I love the music, and I keep wishing I knew more about the composers and their times. 

I want a book that takes me back to the day and allows me to experience what it was like to be them and to be there. I want to feel what was felt in the time when Beethoven’s first piano sonata was played. I want to walk down the streets of Vienna with Mozart. Why did people dress the way they did? What were they thinking about ? What were their goals, their desires for their family? I want to be in Chopin’s drawing-room when his pieces were being played, and learned.

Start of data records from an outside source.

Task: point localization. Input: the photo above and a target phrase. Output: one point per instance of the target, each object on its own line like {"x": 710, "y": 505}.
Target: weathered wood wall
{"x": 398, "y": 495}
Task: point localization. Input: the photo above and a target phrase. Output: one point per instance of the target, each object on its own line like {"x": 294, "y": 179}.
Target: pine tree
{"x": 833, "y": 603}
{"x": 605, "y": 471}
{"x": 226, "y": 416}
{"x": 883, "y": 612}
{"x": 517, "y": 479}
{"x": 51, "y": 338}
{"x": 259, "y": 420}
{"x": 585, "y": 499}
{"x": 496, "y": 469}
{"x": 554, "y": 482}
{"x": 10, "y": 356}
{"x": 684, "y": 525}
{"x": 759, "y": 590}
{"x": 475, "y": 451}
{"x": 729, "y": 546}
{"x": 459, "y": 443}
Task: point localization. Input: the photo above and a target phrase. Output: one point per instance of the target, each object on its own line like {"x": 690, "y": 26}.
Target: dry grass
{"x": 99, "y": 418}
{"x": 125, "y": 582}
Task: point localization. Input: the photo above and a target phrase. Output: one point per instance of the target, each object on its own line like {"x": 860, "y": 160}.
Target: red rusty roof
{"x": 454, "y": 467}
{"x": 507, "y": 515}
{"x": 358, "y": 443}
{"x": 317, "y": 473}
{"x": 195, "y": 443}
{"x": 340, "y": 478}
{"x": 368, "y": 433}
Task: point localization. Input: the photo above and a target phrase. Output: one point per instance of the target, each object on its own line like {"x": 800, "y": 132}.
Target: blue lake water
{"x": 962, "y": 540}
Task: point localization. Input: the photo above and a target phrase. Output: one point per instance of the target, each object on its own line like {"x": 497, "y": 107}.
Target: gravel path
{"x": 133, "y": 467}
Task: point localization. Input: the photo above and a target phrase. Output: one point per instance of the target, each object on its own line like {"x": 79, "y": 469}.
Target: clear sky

In short, I want to read a book that not only tells me the facts of composers’ lives, but which creates the sense of what their times were like and how the music they were composing was felt in their times. This would be a work of history and biography *and* of music. 

Thanks,

Bill


----------



## Orfeo (Nov 14, 2013)

BillT said:


> I love the music, and I keep wishing I knew more about the composers and their times.
> 
> I want a book that takes me back to the day and allows me to experience what it was like to be them and to be there. I want to feel what was felt in the time when Beethoven's first piano sonata was played. I want to walk down the streets of Vienna with Mozart. Why did people dress the way they did? What were they thinking about ? What were their goals, their desires for their family? I want to be in Chopin's drawing-room when his pieces were being played, and learned.
> 
> ...


I would try _Nikolay Myaskovsky: The Conscience of Russian Music_, which chronicles his life and achievement during Russia's tumultuous period from the early 20th Century through Stalin's era. He was a Boris Pasternak in that his music reflects his country's turbulent changes during that time span, like Shostakovich, but more inwardly. Here's an excellent book on him that was released earlier this year.

https://rowman.com/ISBN/9781442231320

Enjoy.


----------



## JACE (Jul 18, 2014)

Of course, no single book can cover hundreds of years of classical music.

But I would recommend Stefan Zweig's _The World of Yesterday_ to help get an amazing portrait of music (and the art in general) in _fin de siècle_ Vienna. It's a fantastic memoir.


----------



## Taggart (Feb 14, 2013)

Covers a lot of history as well as people. As Steen himself says:



> The art of Biography
> Is different from Musicography.
> Musicography is about cellos
> But Biography is about fellows


----------



## QuietGuy (Mar 1, 2014)

Harold Schoenberg's _*Lives of the Great Composers*_


----------